Plötzlich musste ich regelmäßig Zeit in die Unternehmensentwicklung investieren und mir ganz neue Bereiche erschließen, die nichts mit meiner eigentlichen Tätigkeit als Lektorin und Texterin zu tun hatten. Also setzte ich mich mithilfe von Coachings, Seminaren und Kursen bewusst mit meiner neuen Rolle als Unternehmerin auseinander.

Dabei wurde mir erst richtig bewusst: Ein Grundwissen an BWL und Marketing ist für Freiberufler*innen genauso nötig wie ein gewisses Maß an Organisationsfähigkeit und Experimentierfreude. Und man braucht einen langen Atem, weil nicht alles von heute auf morgen funktioniert oder fertig ist. Wenn man das draufhat, dann macht die selbstständige Arbeit auch richtig Spaß.

 

Selbstständigkeit: Vorteile aus jahrelanger Erfahrung

Es gibt eine zentrale Erkenntnis, die für mich ein täglicher Motivator ist: Die Selbstständigkeit passt perfekt zu meinem Verständnis vom selbstbestimmten Arbeiten. Und es war ganz und gar kein Zufall, dass ich an diesem Punkt gelandet war. Denn als freie Lektorin und Texterin zu arbeiten, ist für mich Teil meiner Selbstverwirklichung. Die Selbstständigkeit bietet dabei den idealen Rahmen für die Aspekte, die mir für eine erfüllende Arbeit wichtig sind. Diese Aspekte teile ich gern mit dir:

 

1. Du kümmerst dich mehr um deine persönliche Entwicklung

Eine Freundin, mit der ich mich manchmal zum Coworking treffe, sagte neulich ganz überrascht zu mir, als ich wieder an meinem Kundenmagnet-Kurs von Lilli Koisser saß: „Du musst dich im Job aber viel mit dir selbst beschäftigen.“ Und das stimmt; im Laufe meiner Selbstständigkeit habe ich mich viel mehr mit Coaching, Selbstmanagement und Persönlichkeitsentwicklung beschäftigt als jemals zuvor. Denn die Voraussetzung für ein laufendes Business als Solo-Selbstständige*r ist, dass du mit dir selbst im Einklang bist. Dass du dich magst und gut findest, was du tust. Denn nur so kannst du authentisch sein, was Kund*innen merken und honorieren.

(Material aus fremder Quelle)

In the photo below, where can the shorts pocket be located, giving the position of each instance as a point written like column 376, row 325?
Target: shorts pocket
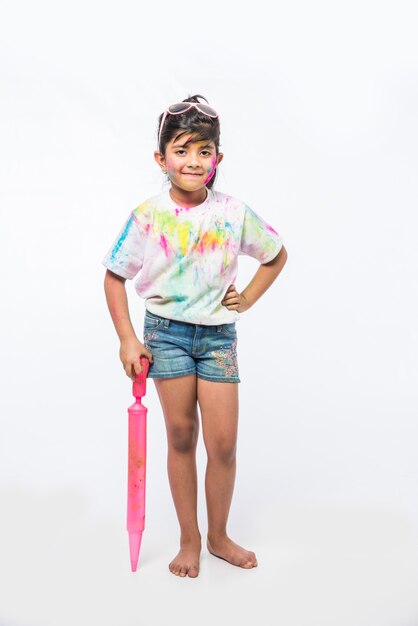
column 229, row 329
column 151, row 322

Erst als Selbstständige habe ich mir Gedanken zu meinem Mindset gemacht. Erst als Selbstständige habe ich in dem Maße Lebensziele, persönliche Einstellungen und Glaubenssätze reflektiert. Denn das größte Kapital meines Unternehmens bin ich selbst, deswegen investiere ich gerne in mich, und zwar nicht nur in Form von Weiterbildung. Extrem wichtig sind auch die Selbstfürsorge und persönliche Entwicklung.

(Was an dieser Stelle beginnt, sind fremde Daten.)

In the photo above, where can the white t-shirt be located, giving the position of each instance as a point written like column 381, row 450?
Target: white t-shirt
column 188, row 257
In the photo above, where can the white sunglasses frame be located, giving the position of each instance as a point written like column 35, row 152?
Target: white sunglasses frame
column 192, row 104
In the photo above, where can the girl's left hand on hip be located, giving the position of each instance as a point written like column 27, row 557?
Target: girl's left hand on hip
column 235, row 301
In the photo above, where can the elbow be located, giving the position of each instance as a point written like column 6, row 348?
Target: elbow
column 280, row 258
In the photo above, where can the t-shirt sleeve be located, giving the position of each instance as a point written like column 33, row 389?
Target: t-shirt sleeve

Schließlich muss ich sicherstellen, dass ich genug Kraft habe, um die täglichen Anforderungen bewältigen zu können, dass ich langfristig auch persönlich zufrieden bin und die Work-Life-Balance stimmt. Gute Arbeit setzt zufriedene Mitarbeiter*innen voraus, und das habe ich zum Glück voll und ganz selbst in der Hand.

 

2. Du bist dein größtes Kapital

Prominente Vorteile der Selbstständigkeit sind die enormen Freiheiten und die Flexibilität. Das gilt auch bei der beruflichen Entwicklung. Denn du kannst in alle Richtungen wachsen, dich immer wieder in neue Themen vertiefen, dich spezialisieren – und deine Spezialisierung auch wieder ändern. Für Menschen, die sich gern weiterbilden, weiterentwickeln und Neues lernen, sind das die besten Voraussetzungen.

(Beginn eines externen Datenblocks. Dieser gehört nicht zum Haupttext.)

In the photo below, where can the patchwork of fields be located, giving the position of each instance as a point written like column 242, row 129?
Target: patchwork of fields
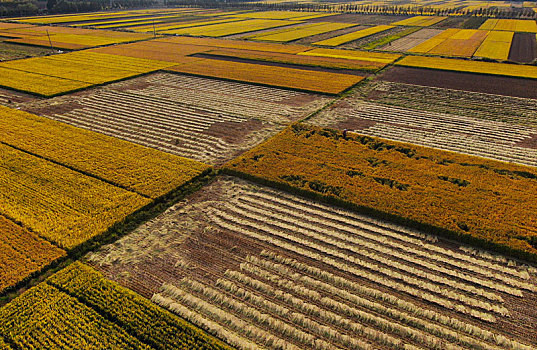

Deswegen ist es für Solo-Selbstständige auch empfehlenswert, ihr Business und ihre Website unter ihrem eigenen Namen oder einem neutralen Namen laufen zu lassen. Mit meiner ersten Idee des Unternehmensnamens Strauss Lektorat hätte ich spätestens seit der Erweiterung meines Angebots auf Texterstellung und Blogging Probleme bekommen. Mit dem eigenen Namen als Aushängeschild können dagegen alle Angebote unter einem Dach laufen. So gibt es keine Einschränkungen auf eine Dienstleistung oder ein einziges Produkt, sondern die Freiheit, dass dein Unternehmen mit dir und deinen Interessen wächst.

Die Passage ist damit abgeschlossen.